Strong lane presence by the Irish set the tone, as well as nabbing offensive and defensive rebounds alike. At the end of the first quarter, Notre Dame had set up a dominating lead of 26-12, capped off by yet another Ogunbowale jumper.
The matchup between these two teams capped off the Irish’s non-conference schedule and augmented a now 15-game road winning streak, one of the best streaks in the history of women’s NCAA basketball.
However, the matchup also meant just a little bit more for McGraw. It was her sixth win as head coach against a Foster-coached team—the man who first hired her as his assistant at St. Joseph’s in 1980. McGraw’s hiring replaced yet another familiar face in the women’s basketball scene, UConn head coach Geno Auriemma.
Since coming to Notre Dame, McGraw is now 6-0 against Foster-coached teams, having lost the first three matchups against him when she was the head coach at Lehigh. Possibly the most noteworthy game against Foster was a 72-64 win for McGraw, which carried her Fighting Irish to the 2001 Elite Eight, and later the team’s first national championship.
But mentor and worthy opponent might not be Foster’s most important title to McGraw—he’s also the godfather of her son, Murphy.
The Lady Mocs would nail a 3-pointer to start off the second in an attempt to charge the offense and the home crowd. But thanks to a stout Irish defense, there would be limited penetration of the lane all game.
“We know how to play hard in the second, third and fourth quarter,” Foster said. “We've done it at Louisville, we've done it here, we've done it with Connecticut, we've done it with very good teams.
“We have to start games better and understand what that means.”
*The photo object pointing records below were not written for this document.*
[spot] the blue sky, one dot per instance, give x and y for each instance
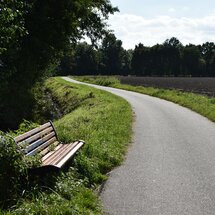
(153, 21)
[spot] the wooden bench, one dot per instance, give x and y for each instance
(43, 140)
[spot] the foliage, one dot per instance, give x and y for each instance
(170, 59)
(12, 170)
(12, 25)
(35, 34)
(201, 104)
(93, 116)
(99, 80)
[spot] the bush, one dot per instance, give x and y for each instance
(12, 169)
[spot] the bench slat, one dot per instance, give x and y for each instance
(42, 139)
(46, 150)
(39, 142)
(70, 154)
(41, 147)
(58, 154)
(32, 132)
(50, 153)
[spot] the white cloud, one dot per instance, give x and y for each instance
(185, 8)
(133, 29)
(172, 10)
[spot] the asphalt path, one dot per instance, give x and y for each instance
(169, 168)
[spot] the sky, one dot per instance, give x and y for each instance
(153, 21)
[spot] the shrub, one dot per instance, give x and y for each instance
(12, 169)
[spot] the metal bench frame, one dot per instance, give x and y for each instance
(43, 140)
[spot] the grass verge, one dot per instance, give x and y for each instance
(201, 104)
(104, 121)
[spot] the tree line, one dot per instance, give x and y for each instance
(34, 34)
(168, 59)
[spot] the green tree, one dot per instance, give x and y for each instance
(192, 62)
(208, 52)
(112, 55)
(49, 27)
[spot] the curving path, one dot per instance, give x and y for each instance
(170, 167)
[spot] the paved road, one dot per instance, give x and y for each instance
(170, 167)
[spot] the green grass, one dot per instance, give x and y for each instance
(198, 103)
(104, 121)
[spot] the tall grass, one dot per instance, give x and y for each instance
(203, 105)
(104, 121)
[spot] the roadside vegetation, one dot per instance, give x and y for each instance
(104, 121)
(203, 105)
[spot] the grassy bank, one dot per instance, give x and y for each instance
(101, 119)
(198, 103)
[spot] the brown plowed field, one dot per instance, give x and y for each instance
(205, 86)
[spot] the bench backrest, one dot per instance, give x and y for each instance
(38, 139)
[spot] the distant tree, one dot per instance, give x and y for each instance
(141, 60)
(12, 22)
(208, 53)
(86, 60)
(172, 53)
(192, 62)
(112, 55)
(49, 27)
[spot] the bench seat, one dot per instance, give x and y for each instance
(43, 141)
Notre Dame ran the score up to 44-29 at the half, shooting 58.1 field goal percentage and nabbing 25 rebounds en route. Chattanooga held a 36.4 field goal and three point percentage, but only added 12 rebounds to the contest. Both teams netted 7 turnovers.
The Lady Mocs began to find their way up the lane in the third quarter, though most of their shots would come close to taking the full 30 seconds. However, their defensive attempts would come with a price as starting forward Jasmine Joyner tacked on her third foul with 6 minutes left in the third.
The Irish would take the third quarter with a 64-46 lead.
Chattanooga would look to establish momentum throughout the second half, snagging chunks of it, only to be vanquished by a devastating Irish team.
Notre Dame would take the second meeting between the two teams 79-58, nearing the previous victory’s score of 88-53 in 2014.
“Brianna (Turner) was amazing,” McGraw said. “She proved why she's an All-American, and Lindsay Allen as well. These two really ran the team. They did everything they need to do to get the win.”
Turner led the Irish with 24 points, going 10 of 13 on field goals and adding 5 rebounds, while Allen posted a triple-double with 11 points, 11 rebounds and 12 assists. Queen Alford led the Lady Mocs with 24 points, as well.